CRS pointed out that the Senate Banking Committee passed the SAFER Banking Act last September, but the measure is pending action on the floor. Earlier versions have cleared the House in some form at least seven times in recent sessions.
“Among other things, the bill would prevent regulators from penalizing banks solely for offering banking services to cannabis businesses operating in compliance with state law,” it said. “It would also provide legal protection to the Fed and its employees in providing services, such as payment services, to banks serving cannabis businesses operating in compliance with state law and allow the Fed to accept loans to cannabis firms as collateral at the discount window.”
Further, the report outlined three policy issues that they’re advising lawmakers to take into account:
Should banking services be made available for businesses engaged in an activity that is legal under state law and illegal under federal law?
Have cannabis businesses been harmed by federal barriers to banking access?
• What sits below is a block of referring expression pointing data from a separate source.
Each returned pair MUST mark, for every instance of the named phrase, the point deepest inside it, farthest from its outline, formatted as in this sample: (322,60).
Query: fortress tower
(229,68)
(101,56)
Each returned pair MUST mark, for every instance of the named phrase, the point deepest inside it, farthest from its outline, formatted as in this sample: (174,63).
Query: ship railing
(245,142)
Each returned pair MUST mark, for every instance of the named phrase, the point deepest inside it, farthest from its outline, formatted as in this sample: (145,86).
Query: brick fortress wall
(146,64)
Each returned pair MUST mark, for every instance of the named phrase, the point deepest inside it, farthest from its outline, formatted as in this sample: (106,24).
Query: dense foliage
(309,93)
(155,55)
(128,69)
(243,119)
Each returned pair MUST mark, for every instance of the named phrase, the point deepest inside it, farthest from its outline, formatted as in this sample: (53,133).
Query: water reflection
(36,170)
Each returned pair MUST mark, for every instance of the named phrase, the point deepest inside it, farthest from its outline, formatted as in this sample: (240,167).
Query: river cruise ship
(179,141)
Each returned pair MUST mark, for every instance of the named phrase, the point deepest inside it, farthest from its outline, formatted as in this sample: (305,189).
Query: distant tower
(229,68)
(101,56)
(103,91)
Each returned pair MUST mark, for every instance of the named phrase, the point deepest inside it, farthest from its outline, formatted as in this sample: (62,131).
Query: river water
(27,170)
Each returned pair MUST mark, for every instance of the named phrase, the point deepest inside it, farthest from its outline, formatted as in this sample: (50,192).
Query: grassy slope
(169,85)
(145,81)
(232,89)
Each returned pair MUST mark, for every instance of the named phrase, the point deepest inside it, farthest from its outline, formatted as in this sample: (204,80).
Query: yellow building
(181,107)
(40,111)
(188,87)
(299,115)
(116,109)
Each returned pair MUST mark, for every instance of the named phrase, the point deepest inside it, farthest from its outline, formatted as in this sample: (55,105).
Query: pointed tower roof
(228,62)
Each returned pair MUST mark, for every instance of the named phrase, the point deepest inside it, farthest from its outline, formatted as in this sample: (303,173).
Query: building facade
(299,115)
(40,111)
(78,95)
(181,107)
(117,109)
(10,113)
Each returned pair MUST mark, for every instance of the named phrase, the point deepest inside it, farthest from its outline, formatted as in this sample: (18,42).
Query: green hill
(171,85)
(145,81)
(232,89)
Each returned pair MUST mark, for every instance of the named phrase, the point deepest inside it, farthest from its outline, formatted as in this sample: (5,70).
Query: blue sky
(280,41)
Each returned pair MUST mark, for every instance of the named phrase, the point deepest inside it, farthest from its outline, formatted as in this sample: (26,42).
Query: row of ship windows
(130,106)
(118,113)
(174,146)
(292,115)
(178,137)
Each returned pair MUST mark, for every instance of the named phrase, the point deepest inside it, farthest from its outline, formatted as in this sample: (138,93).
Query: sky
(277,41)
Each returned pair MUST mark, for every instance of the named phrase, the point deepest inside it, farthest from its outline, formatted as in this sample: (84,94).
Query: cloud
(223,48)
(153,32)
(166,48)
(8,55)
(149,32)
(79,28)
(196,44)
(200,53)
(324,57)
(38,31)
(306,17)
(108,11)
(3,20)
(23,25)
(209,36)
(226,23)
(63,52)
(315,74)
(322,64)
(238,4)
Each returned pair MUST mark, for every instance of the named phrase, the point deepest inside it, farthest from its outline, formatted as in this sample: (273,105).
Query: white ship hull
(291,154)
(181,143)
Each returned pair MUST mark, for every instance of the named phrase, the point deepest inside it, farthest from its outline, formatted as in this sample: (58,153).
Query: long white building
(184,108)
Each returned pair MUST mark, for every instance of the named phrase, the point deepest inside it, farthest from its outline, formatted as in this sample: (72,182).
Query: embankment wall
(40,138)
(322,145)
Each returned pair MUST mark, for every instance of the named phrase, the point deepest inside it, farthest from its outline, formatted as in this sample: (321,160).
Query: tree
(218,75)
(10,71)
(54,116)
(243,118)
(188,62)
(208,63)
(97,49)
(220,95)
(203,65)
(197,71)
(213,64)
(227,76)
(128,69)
Have these barriers operated in practice as an effective deterrent to the legal use of marijuana under state law?
Is a legal safe harbor to banks providing services to cannabis businesses justified absent a broader reform of federal cannabis laws? In other words, should banks be singled out for legal protection when other participants in cannabis markets continue to be exposed to prosecution under federal law?
Meanwhile, Senate Majority Leader Chuck Schumer (D-NY) said in late December that lawmakers will “hit the ground running” in 2024, aiming to build on bipartisan progress on several key issues, including marijuana banking reform—though he noted it “won’t be easy.”
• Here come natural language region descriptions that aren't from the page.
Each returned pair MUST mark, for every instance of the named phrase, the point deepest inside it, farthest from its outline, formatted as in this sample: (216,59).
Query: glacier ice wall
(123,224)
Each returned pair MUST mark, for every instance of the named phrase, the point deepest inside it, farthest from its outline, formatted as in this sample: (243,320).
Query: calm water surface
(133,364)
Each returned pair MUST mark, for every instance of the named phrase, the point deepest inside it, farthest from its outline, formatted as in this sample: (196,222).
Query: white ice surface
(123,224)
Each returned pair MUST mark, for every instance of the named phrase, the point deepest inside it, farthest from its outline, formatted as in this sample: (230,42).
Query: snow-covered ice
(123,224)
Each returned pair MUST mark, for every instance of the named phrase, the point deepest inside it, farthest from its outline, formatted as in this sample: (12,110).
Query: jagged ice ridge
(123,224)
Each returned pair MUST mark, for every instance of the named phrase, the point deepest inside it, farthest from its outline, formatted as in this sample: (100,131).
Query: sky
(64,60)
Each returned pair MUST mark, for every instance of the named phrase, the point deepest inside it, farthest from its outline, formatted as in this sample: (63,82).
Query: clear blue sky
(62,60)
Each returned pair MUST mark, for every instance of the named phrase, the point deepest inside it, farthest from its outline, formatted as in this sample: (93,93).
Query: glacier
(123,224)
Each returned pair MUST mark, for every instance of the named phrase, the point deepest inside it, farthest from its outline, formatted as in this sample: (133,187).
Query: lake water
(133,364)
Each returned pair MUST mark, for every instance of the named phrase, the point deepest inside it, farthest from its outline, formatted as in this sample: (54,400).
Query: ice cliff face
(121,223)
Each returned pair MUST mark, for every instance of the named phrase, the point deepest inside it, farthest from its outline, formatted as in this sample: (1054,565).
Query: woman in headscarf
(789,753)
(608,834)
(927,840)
If the SAFER Banking Act does make it to the Senate floor this year, it’s expected to be amended. For example, Schumer has discussed the “moral responsibility” of further amending it to add provisions on state-legal cannabis expungements and gun rights for cannabis consumers.
For what it’s worth, a survey released late last year revealed that 71 percent of top Capitol Hill staff feel it’s “unlikely” that lawmakers will pass any type of cannabis reform, including the banking legislation, in the 118th Congress that ends this time next year.